We consider the problem of sampling from a target distribution $\pi_\beta$ on $\mathbb{R}^d$ with density proportional to $\theta\mapsto e^{-\beta U(\theta)}$ using explicit numerical schemes based on discretising the Langevin stochastic differential equation (SDE). In recent literature, taming has been proposed and studied as a method for ensuring stability of Langevin-based numerical schemes in the case of super-linearly growing drift coefficients for the Langevin SDE. In particular, the Tamed Unadjusted Langevin Algorithm (TULA) was proposed in recent literature to sample from target distributions with the gradient of the potential $U$ being super-linear.

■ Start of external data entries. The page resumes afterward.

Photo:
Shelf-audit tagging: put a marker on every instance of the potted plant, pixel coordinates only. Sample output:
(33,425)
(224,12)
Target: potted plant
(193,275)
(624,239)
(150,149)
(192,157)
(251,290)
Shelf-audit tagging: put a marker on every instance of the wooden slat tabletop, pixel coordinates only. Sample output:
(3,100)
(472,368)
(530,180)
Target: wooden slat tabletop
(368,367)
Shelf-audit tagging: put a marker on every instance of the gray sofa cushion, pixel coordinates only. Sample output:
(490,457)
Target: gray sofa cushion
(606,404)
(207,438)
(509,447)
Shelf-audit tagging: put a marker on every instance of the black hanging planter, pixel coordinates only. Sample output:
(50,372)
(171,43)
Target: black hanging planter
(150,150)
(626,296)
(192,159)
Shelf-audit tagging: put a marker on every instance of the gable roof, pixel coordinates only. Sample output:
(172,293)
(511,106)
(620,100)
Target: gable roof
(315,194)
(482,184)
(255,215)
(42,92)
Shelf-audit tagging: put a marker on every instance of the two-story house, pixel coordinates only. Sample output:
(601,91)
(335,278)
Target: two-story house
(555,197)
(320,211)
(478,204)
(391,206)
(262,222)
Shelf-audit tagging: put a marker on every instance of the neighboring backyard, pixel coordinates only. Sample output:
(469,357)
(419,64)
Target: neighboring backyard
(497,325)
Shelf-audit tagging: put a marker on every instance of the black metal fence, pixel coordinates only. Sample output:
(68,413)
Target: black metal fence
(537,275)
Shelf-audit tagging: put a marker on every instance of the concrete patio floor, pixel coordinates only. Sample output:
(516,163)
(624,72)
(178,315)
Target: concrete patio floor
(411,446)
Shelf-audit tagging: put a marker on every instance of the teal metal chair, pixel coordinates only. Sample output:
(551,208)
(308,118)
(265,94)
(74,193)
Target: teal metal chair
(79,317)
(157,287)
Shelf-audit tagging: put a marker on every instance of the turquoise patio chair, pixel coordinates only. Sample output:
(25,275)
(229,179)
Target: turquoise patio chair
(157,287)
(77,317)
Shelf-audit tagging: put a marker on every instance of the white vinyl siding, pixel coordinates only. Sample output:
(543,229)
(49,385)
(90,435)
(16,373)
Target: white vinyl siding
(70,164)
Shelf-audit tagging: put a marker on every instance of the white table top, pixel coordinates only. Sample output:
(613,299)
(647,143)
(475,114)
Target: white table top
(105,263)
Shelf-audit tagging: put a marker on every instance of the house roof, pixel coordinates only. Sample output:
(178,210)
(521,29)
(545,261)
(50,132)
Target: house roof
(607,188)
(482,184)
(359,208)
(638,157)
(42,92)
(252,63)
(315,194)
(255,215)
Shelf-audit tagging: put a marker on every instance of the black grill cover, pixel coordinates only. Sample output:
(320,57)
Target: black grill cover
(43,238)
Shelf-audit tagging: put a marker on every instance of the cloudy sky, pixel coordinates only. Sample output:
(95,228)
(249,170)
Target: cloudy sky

However, theoretical guarantees in Wasserstein distances for Langevin-based algorithms have traditionally been derived assuming strong convexity of the potential $U$. In this paper, we propose a novel taming factor and derive, under a non-convex setting, non-asymptotic theoretical bounds in Wasserstein-1 and Wasserstein-2 distances between the law of our algorithm, which we name the modified Tamed Unadjusted Langevin Algorithm (mTULA), and the target distribution $\pi_\beta$. We obtain resepctive rates of convergence $\mathcal{O}(\lambda)$ and $\mathcal{O}(\lambda^{1/2})$ in Wasserstein-1 and Wasserstein-2 distances for the discretisation error of mTULA in step size $\lambda$. Numerical simulations which support our theoretical findings are presented.